The NAACP has approved a resolution condemning what it calls "racist elements" within the Tea Party. The vote has sparked a war of words between the two groups, and NAACP leaders hope the move will help fire up its membership with midterm elections approaching.

The fray began when NAACP President Benjamin Jealous issued a challenge to the Tea Party:

"You must expel the bigots and racists in your ranks or take full responsibility for all of their actions."

Delegates at the convention unanimously approved a resolution echoing Jealous' words Tuesday night. It said that while the group believed in freedom of assembly and people raising their voices in democracy, the Tea Party should repudiate bigoted statements, images and any racist leaders.

"I don't recall the NAACP speaking out when George Bush was portrayed as Curious George or as The Joker," said Mark Williams, a national spokesman for the Tea Party Express.

"I don't recall the NAACP ever standing up and saying we need to civilize discourse when Republicans were in the White House," Williams added.

A number of Tea Party leaders say they don't tolerate racist displays.

Williams contends that it's actually the NAACP that's being bigoted.

"You're dealing with people who are professional race-baiters, who make a very good living off this kind of thing. They make more money off of race than any slave trader ever. It's time groups like the NAACP went to the trash heap of history where they belong with all the other vile racist groups that emerged in our history," Williams said.

Charges of racism against the Tea Party flared after African-American congressmen said they were heckled, spat at and were assailed with racial slurs by Tea Party supporters during a demonstration at the U.S. Capitol.

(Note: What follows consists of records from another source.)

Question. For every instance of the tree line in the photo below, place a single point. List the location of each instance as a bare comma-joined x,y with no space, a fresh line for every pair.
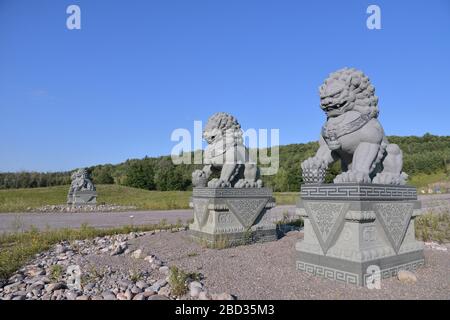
422,155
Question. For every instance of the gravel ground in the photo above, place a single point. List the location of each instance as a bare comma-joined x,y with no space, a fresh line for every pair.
23,221
267,271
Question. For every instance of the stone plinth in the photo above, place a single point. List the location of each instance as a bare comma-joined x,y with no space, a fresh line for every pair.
82,197
353,229
232,216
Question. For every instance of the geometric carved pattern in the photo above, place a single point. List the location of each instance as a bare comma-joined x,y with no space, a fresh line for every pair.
395,218
329,273
246,210
392,272
201,210
357,192
230,192
327,219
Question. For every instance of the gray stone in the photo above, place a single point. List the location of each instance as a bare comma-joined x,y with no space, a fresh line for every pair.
164,270
157,297
158,284
222,296
195,291
232,216
82,190
137,254
354,233
72,295
353,135
139,296
108,295
54,286
406,276
141,284
204,295
226,153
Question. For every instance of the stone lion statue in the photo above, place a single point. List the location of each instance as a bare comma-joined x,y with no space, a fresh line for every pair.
353,134
81,181
226,153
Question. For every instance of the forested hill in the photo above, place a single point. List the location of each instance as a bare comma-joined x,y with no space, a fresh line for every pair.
426,155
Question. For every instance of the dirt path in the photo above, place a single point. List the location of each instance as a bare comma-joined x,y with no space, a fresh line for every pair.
22,221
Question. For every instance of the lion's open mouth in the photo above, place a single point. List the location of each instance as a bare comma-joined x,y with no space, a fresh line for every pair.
335,109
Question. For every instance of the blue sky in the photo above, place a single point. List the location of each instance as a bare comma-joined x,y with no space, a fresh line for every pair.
137,70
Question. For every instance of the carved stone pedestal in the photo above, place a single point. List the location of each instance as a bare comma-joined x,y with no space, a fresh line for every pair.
232,216
354,230
84,197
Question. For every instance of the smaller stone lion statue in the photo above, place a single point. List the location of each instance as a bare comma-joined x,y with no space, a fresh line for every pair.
353,134
227,154
81,181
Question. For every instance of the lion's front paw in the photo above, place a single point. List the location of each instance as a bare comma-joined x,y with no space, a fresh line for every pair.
199,178
390,178
352,177
314,170
243,183
218,183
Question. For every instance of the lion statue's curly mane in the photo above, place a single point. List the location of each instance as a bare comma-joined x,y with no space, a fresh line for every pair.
226,153
353,134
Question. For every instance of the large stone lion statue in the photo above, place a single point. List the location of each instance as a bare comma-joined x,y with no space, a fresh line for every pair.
226,153
81,181
353,134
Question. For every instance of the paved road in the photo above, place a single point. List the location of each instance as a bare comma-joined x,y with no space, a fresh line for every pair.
23,221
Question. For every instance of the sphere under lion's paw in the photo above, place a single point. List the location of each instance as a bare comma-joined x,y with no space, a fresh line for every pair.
390,178
243,183
199,178
352,177
218,183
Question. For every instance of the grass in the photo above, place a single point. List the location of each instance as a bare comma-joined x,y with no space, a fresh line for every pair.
433,227
20,200
178,280
423,180
18,248
56,272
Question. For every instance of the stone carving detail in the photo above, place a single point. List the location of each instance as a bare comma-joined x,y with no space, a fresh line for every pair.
201,211
353,134
392,272
369,234
230,192
226,154
357,192
327,219
395,218
327,272
82,190
246,210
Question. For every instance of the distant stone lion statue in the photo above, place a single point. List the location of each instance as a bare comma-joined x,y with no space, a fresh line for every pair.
226,153
81,181
353,134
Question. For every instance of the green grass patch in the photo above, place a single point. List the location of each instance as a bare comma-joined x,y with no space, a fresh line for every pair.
423,180
18,248
286,198
20,200
433,227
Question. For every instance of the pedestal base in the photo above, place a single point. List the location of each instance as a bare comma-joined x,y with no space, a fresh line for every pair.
82,198
231,216
354,230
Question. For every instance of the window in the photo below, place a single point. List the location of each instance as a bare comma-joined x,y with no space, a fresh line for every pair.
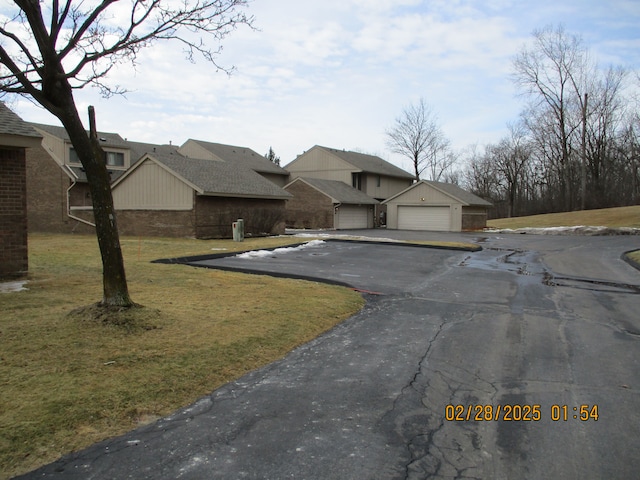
73,156
114,159
356,180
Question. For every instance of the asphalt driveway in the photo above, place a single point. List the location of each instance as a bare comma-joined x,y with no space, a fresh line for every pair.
461,365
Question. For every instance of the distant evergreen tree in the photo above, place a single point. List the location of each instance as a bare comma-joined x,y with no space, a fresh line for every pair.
272,157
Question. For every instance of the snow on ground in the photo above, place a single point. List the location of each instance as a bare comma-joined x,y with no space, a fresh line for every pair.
577,230
9,287
281,250
343,236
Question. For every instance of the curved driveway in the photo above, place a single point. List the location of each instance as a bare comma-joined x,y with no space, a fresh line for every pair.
531,325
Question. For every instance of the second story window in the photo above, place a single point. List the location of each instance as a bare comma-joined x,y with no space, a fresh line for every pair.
114,159
356,180
73,156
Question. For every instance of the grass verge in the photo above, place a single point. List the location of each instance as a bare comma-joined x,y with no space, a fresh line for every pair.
67,380
607,217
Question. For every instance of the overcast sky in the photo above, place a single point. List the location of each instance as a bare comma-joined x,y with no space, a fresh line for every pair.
338,72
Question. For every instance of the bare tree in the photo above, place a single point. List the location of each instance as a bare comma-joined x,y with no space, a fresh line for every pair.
417,136
511,157
272,157
49,49
552,72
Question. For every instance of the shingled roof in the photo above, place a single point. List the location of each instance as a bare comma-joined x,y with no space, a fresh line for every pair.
339,191
242,155
106,139
369,163
212,178
465,197
138,149
12,125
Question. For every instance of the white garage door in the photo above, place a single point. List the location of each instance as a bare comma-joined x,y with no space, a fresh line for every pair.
424,218
350,216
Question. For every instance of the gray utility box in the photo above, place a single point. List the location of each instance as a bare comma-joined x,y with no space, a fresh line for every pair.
238,230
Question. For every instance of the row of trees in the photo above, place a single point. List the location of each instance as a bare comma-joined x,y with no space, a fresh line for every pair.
575,145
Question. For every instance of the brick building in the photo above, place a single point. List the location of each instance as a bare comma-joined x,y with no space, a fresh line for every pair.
15,137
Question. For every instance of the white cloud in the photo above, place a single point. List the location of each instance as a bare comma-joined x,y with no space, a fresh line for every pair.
338,72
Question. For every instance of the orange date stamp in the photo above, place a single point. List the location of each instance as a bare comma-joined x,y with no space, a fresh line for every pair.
519,413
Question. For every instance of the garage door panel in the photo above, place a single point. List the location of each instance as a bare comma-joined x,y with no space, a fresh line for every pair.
424,218
352,217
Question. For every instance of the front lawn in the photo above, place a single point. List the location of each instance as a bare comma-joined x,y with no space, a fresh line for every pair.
67,381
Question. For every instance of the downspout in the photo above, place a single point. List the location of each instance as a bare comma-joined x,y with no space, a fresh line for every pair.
73,217
335,211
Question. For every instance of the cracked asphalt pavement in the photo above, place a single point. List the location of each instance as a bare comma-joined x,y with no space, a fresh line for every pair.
395,391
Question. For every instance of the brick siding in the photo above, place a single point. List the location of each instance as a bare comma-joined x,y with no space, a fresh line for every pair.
47,185
14,259
214,216
308,208
474,218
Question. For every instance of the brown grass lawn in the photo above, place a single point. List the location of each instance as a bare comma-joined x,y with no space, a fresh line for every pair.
607,217
67,381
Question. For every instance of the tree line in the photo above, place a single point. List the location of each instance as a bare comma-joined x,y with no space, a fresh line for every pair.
574,146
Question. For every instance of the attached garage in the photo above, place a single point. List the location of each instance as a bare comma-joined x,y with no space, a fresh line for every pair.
415,217
436,206
319,203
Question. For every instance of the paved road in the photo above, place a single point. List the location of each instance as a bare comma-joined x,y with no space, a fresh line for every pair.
529,321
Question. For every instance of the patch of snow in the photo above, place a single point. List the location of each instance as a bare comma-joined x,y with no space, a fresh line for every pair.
576,230
10,287
280,251
346,237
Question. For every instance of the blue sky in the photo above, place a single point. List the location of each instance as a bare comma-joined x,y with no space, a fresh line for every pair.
338,72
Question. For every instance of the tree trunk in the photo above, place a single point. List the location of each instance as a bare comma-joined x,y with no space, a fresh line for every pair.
116,292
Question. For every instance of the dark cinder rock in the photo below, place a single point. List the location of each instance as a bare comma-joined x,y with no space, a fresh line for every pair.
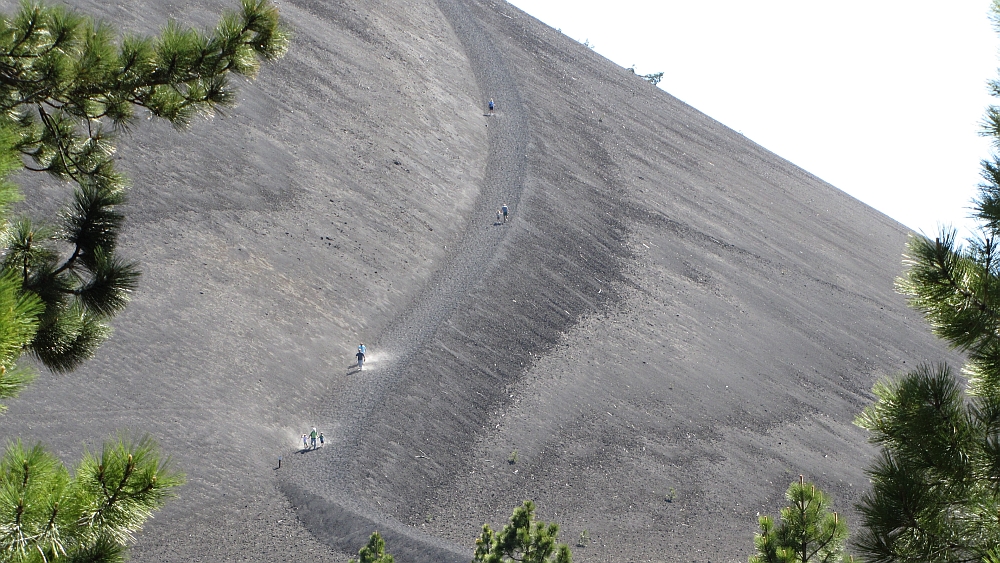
671,326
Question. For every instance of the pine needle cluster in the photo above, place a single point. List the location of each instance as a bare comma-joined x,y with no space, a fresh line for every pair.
68,88
935,486
522,539
808,532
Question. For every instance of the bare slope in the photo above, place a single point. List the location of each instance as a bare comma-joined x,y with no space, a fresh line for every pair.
675,324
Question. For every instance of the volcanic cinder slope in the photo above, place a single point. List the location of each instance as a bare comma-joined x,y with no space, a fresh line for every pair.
674,325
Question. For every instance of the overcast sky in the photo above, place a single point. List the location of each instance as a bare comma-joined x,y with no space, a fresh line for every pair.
881,98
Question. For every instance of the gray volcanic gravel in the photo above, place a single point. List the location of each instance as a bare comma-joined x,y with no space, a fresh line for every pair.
673,326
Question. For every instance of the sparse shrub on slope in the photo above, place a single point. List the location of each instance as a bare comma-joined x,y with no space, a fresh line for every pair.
68,86
808,531
523,539
374,552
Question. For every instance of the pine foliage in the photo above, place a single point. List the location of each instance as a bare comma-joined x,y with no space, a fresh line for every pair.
935,486
807,533
523,539
68,87
374,551
47,513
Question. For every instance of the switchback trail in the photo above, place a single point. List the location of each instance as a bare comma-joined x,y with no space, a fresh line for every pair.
318,485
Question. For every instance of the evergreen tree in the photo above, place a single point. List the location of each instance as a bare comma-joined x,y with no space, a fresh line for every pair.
808,532
522,540
67,88
47,514
374,552
935,487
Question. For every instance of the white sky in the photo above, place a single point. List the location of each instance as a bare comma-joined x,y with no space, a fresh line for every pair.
881,98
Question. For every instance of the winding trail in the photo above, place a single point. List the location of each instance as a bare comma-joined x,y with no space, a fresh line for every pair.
318,486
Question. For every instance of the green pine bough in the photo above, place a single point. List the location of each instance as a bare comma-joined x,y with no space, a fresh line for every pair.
808,532
69,86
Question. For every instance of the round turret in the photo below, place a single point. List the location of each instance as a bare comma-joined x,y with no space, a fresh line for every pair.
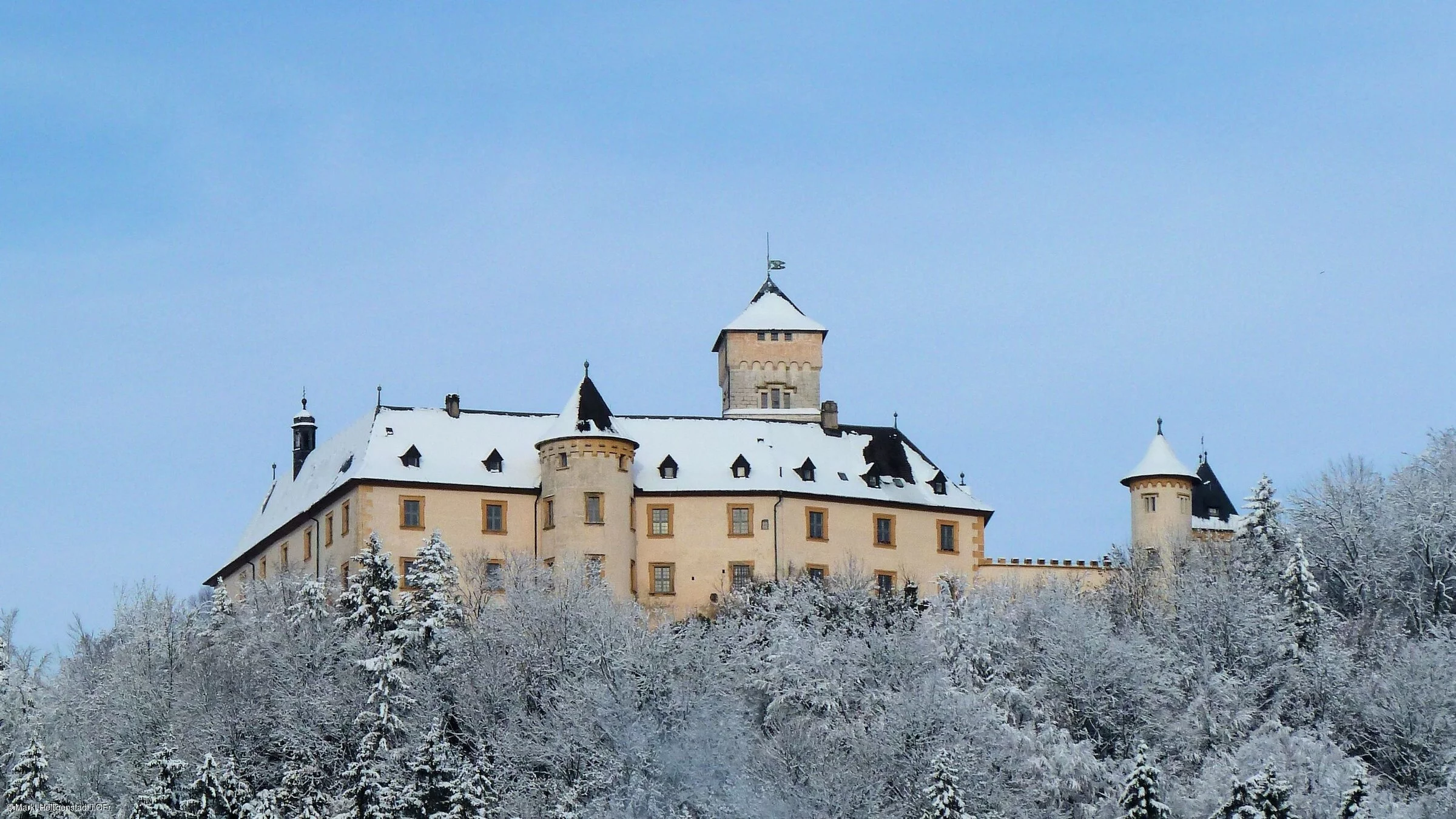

People in the Tea Party movement have been holding rallies for more than a year now calling for limited government and protesting the Obama administration.

"We've been leaving the president hanging," said Jamal Simmons, a Washington, D.C.-based Democratic strategist. "The president's been out there pushing these real solid policies: health care, jobs, stimulus, education reform. Those of us who consider ourselves to be his allies haven't been doing our part in being out there and pushing hard enough against his opponents. Explaining why we're for what the president is doing while they're saying what they're against."

Polls show that black Americans still overwhelmingly support the president with approval ratings of about 90 percent. But many in 2008 were considered Obama voters who don't regularly show up to vote. So the resolution is part of a strategy to motivate potential voters to come out and vote in November.

And so is an upcoming march in Washington that NAACP's Jealous rallied the troops for as the organization gets ready for the midterm elections.

"The NAACP along with its allies and partners will show America that a solid majority of this nation is ready, willing and able to fight back to ensure that all the change we voted for is made a reality for all of our children," Jealous said.

Madeline Taylor of Memphis, Tenn., said she's glad Jealous decided to take on the Tea Party. She's not perturbed that a Tea Party activist accused the NAACP of being racist.

"We're always accused of being racist when we stand up and speak for ourselves," Taylor said.